Les soins intensifs m’assuraient le monitoring, gardaient mes paramètres immédiats normaux. Avec les Stents complémentaires, mon cœur continuait sa course, assurait ma vigilance et mon animation de malade couché. Mais que me réservait l’avenir ?
Qu’est-ce que j’avais perdu à cause de cette artère bouchée ?
J’étais figé, dans l’impossibilité d’analyser la situation, de poser des questions, d’essayer de tracer le quotidien qui allait être le mien.
Survivre était mon choix, mon projet, je suivrais les étapes du parcours que m’assurait l’hôpital. La crise cardiaque n’avait pas été fatale, elle semblait permettre encore une certaine autonomie que je devrais évaluer au fur et à mesure.
Aucune explication franche ne m’était donnée. J’étais K.O.
Deux artères coronaires restaient valides. Allaient-elles suffirent à me donner l’autonomie d’une vie encore décente. Ils ne me donnaient pas d’explication, de projection. Je ne pouvais en demander faute de me situer.
Les ressources à disposition m’avaient été appliquées, j’avais bénéficié de soins, à moi d’en tirer les bénéfices de repartir avec ce qui restait de potentiel.Dans l’agitation des va-et-vient,des bips de monitoring, je survivais.
Mon état semblait quand même assurer une certain tonus, une certaine autonomie. Après des nuits sans sommeil, je me retrouvais à l’étage cardiologique pour l’étape ultime avant la retour qui m’était autorisé en fin de semaine.
Apparemment aucune complication n’était montée au créneau. J’assumais et gardais une vitalité suffisante. À part les angoisses qui m’assaillaient surtout la nuit, je semblais tiré d’affaire. Des perspectives nouvelles m’attendaient.
J’imaginais qu’au cours des jours, je pourrais poser des balises, définir des zones de confort où je pourrais vaquer sous contrainte, modérément.

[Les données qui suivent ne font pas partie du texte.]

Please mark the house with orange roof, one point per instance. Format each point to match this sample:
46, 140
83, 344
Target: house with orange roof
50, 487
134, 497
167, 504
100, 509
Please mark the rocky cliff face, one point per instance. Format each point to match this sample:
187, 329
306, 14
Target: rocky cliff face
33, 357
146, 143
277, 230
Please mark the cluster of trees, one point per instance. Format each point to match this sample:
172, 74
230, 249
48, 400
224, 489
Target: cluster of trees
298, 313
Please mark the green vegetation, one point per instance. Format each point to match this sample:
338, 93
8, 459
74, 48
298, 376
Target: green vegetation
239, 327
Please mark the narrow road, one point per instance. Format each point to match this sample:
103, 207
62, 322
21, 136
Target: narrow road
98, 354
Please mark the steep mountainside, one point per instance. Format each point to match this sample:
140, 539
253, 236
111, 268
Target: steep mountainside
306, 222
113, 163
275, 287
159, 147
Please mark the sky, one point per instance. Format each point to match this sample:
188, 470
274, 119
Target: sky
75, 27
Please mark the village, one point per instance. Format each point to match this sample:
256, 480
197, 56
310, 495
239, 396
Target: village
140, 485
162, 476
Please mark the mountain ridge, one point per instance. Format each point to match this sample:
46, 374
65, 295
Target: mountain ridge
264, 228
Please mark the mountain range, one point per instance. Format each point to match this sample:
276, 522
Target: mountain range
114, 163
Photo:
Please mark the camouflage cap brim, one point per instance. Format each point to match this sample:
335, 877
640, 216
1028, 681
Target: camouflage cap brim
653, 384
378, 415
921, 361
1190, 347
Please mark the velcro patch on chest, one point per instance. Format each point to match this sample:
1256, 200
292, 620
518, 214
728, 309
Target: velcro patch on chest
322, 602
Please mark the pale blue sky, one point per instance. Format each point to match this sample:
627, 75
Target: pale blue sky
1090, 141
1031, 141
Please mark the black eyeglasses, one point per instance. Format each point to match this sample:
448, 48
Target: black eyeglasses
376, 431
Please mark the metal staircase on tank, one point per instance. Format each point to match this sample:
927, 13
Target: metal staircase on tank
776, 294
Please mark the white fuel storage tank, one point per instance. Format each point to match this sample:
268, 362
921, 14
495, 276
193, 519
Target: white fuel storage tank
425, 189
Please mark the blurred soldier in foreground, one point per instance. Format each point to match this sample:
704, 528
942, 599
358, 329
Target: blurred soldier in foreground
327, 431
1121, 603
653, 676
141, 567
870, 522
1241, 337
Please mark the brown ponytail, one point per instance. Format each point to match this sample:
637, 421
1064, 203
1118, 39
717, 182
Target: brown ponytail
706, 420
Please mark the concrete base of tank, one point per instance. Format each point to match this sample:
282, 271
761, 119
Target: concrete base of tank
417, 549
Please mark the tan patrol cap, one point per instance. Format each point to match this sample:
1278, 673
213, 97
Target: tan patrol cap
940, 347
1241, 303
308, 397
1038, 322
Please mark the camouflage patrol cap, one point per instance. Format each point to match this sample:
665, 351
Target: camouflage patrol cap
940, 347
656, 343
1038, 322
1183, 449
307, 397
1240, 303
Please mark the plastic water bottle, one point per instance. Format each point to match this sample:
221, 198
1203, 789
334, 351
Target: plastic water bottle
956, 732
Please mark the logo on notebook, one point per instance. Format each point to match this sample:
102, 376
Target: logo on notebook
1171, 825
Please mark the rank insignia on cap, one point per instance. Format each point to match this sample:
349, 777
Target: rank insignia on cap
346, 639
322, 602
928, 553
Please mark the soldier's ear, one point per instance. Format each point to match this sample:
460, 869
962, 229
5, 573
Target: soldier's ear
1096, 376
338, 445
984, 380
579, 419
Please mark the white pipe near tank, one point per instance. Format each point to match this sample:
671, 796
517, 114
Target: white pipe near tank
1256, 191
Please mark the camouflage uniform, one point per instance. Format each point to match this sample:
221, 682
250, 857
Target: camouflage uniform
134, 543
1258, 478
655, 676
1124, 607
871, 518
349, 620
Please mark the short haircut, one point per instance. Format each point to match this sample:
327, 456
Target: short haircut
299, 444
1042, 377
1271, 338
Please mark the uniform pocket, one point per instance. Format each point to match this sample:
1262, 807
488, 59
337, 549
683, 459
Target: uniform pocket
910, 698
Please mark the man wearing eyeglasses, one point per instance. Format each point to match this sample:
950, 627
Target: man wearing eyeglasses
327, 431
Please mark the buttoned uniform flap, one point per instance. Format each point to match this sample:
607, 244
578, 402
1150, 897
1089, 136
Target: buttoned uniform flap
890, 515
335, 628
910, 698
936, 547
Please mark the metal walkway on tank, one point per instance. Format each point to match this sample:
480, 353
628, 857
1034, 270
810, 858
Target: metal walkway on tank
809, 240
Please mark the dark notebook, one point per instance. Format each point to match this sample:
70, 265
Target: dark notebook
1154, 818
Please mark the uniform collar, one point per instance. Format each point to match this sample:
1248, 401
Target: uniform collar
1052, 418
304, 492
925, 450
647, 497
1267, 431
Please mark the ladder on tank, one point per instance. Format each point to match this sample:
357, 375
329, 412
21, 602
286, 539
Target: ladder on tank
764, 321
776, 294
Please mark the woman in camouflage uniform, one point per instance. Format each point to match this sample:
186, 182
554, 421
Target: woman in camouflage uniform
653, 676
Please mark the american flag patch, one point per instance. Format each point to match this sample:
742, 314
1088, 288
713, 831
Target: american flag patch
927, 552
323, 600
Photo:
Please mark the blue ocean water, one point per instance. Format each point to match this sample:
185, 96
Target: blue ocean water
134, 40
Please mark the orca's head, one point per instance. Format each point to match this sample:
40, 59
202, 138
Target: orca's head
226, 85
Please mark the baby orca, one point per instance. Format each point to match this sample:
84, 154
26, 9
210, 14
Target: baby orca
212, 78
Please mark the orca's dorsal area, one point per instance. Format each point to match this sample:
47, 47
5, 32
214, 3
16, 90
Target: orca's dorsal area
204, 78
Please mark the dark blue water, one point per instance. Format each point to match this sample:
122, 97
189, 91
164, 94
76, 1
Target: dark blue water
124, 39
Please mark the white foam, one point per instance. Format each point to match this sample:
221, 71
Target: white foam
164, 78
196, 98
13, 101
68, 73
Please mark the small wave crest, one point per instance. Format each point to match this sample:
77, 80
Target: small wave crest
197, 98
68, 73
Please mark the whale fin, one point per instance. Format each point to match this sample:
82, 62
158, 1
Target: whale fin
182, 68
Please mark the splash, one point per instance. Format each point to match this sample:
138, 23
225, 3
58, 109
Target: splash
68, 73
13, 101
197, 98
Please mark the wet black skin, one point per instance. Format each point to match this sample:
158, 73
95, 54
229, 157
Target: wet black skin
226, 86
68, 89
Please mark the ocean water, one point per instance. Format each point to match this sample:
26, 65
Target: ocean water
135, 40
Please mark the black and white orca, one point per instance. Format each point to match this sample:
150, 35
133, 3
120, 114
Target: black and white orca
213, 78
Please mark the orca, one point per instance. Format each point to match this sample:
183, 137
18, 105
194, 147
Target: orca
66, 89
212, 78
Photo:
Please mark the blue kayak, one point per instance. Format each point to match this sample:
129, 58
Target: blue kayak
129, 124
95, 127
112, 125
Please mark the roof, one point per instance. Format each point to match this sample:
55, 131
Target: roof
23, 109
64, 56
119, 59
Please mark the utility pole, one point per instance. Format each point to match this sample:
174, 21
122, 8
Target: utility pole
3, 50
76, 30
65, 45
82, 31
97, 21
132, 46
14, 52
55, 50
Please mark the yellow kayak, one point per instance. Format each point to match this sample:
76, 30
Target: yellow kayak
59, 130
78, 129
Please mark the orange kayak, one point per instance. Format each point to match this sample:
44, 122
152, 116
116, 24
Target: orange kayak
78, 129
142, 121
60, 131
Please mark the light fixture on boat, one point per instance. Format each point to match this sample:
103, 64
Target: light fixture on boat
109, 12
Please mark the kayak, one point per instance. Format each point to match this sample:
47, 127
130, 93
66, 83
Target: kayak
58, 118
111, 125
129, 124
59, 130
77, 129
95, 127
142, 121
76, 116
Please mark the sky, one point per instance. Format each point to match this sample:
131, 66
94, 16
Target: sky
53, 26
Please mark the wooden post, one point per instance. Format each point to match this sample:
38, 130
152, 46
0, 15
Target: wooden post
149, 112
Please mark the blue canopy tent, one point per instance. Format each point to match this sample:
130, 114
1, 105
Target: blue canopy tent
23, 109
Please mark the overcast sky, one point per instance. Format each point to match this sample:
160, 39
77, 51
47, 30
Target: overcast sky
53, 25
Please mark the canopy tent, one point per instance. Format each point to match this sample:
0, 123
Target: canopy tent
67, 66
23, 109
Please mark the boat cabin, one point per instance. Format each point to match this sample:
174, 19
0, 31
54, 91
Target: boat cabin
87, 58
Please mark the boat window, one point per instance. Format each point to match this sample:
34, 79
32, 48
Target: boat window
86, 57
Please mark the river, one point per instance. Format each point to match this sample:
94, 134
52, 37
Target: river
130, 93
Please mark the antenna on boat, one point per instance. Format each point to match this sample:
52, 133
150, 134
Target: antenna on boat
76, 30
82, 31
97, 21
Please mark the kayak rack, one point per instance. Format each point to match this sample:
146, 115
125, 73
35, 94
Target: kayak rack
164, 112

La hiérarchie des soins ne me permettait pas de dialoguer avec les infirmières qui ne faisaient qu’appliquer les consignes. Le passage des cardiologues ne m’assurait que d’une seule chose; tout se déroulait sans incident, sans complication.
J’étais dans un état qu’il fallait consolider mais je n’en connaissais pas les coordonnées. Le rapport qui m’était remis parlait techniques.Je n’en saisissais qu’une chose, mon système cardiaque n’avait plus toute sa puissance, j’en avais perdu au moins la moitié définitivement. Je n’étais plus équipé d’un moteur à quatre cylindres mais d’un deux temps poussifs, autrement dit à la place de mon moteur VW, j’avais un moteur de Trabant.
C’était payé cher mon indécision, mon incapacité à mesurer l’urgence des symptômes qui m’avaient assailli une semaine plus tôt.